Tuesday, September 20, 2016

How to write a best-selling book



Well, if I knew that, I wouldn't be sitting here, all poor and obscure, would I? In my 20-odd years of freelance writing (and most of them have been very odd, indeed), I've penned hundreds of thousands of words. Some of them have even taken the shape of books, but only theoretically and/or germinally--that is, they still languish in Word files, and have not been bound and printed for sale. (One or two are even fiction, but something tells me I'm never going to give J.K.Rowling a run for her money.)

Are my 'books' any good? I'll probably never know. And in my more cynical moments, I'm inclined to think it doesn't really matter. (I mean, really, does it? Look at the evil garbage that makes the best-seller lists.) It's not really about the book; it's about the marketing. Which should not surprise me, given the consumerist society we live in, but for some reason, it does. (And frankly, it's embarrassing to be this old and yet still this naive.)

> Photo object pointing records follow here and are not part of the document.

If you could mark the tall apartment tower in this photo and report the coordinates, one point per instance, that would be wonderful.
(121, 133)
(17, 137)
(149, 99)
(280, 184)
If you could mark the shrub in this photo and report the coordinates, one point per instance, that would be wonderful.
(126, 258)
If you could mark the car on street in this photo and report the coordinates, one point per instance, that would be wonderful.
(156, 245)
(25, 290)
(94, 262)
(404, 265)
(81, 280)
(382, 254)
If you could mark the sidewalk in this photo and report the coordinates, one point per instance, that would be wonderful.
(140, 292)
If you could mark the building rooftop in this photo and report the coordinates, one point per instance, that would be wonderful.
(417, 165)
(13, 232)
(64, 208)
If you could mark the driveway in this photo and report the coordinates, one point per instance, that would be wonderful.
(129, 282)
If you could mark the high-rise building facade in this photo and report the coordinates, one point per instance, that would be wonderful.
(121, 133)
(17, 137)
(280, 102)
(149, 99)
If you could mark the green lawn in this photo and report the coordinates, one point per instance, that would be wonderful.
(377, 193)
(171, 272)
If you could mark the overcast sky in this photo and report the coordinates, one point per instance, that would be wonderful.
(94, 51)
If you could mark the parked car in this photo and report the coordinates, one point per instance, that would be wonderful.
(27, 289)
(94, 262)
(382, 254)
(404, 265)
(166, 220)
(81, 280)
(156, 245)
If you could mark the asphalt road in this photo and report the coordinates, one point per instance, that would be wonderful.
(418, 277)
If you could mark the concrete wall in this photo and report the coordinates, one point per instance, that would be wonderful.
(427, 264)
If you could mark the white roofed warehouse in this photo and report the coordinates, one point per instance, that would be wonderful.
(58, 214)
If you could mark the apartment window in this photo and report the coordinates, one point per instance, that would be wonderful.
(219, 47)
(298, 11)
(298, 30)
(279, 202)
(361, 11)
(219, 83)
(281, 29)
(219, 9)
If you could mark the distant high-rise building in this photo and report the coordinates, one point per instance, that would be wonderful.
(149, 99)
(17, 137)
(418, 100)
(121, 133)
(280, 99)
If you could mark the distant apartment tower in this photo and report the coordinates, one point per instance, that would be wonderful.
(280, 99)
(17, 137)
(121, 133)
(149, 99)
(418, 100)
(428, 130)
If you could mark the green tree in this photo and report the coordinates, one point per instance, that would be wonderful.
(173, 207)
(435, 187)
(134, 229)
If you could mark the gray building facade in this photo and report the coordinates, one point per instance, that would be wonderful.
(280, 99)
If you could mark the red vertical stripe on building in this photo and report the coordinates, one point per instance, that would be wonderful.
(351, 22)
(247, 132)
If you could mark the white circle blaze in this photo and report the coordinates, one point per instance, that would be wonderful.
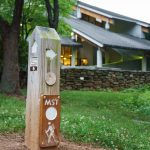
(51, 113)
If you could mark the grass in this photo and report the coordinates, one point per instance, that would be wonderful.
(117, 120)
(12, 114)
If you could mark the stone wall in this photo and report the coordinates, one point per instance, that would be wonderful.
(95, 79)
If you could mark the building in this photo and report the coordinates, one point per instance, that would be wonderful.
(108, 39)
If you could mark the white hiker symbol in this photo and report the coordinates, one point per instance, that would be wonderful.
(50, 133)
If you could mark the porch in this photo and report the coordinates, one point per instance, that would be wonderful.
(101, 48)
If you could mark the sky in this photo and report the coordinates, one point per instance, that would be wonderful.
(137, 9)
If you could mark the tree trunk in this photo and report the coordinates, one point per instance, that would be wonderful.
(10, 75)
(53, 13)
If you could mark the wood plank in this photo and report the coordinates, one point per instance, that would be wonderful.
(146, 30)
(45, 38)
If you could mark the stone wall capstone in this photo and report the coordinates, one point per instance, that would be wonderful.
(96, 79)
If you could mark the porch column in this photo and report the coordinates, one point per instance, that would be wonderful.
(144, 63)
(99, 58)
(73, 61)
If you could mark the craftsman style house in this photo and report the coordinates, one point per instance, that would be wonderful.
(102, 38)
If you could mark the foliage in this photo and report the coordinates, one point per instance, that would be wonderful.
(116, 120)
(102, 119)
(35, 14)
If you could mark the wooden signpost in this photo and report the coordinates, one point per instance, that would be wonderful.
(43, 100)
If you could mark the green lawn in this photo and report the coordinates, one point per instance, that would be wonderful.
(119, 120)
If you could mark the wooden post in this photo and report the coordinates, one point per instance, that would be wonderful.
(43, 100)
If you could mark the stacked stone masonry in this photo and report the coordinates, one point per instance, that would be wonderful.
(95, 79)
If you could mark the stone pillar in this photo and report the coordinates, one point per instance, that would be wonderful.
(144, 63)
(99, 58)
(73, 58)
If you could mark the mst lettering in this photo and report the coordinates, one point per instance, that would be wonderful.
(51, 102)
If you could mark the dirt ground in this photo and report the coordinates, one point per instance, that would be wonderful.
(16, 142)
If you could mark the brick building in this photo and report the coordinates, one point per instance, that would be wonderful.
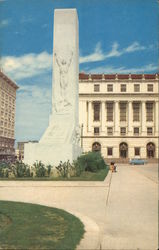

For instance, I was mildly horrified to discover (both in column-writing and in my limited dealings with book publishers) that some publishers/editors PREFER that your manuscript NOT be complete when you submit your proposal. That is so that they can "help" you "develop" it. (I think that means they will take your idea, and make it into something they deem more marketable, and possibly even help you write it, and possibly even more or less write it for you.) Which all seems rather weird to me.

I guess the marketing/commercialism has always been a thing, and it's just silly to pretend it wasn't. Arthur Conan Doyle, Lucy Maud Montgomery, and Louisa May Alcott, among others, were pressured to 'keep up the franchise,' even though they had tired of their characters, or in Alcott's case, never wanted to create them in the first place. (Little Women came about because her editors wanted her to write a "girls' story," and she caved only after much time and great pressure.) I'm tempted to think that  Jane Austen, who was a very private person, would not be published today--because she was not a Barbie doll who would have been willing to tour, appear on TV, blog her every thought, or develop and market an iPhone app in connection to her books. She was just a good writer who loved writing.

Not that I compare myself with Miss Austen (heaven forbid). I just know that I probably don't have it in me to be a successful author, because--oddly enough--I prefer writing to marketing and promotion. Unless I come up with a really great idea, and some eager publisher "develops" it for me.

Maybe I'll write a completely, totally fictional novel about a frumpy, middle-aged Catholic homeschooling housewife/freelance writer who battles anxiety, depression, clutter, procrastination, weight-loss and time-management issues. I'll call it Numerous Hues of BlueThis could be the cover:


The athletic fellow with the mullet and the tool belt, is, of course, a personification of the protagonist's numerous faults and failings. Like those Avett Brother-guys sing in that song, You may have to drag me away / From my demons, kicking and screaming.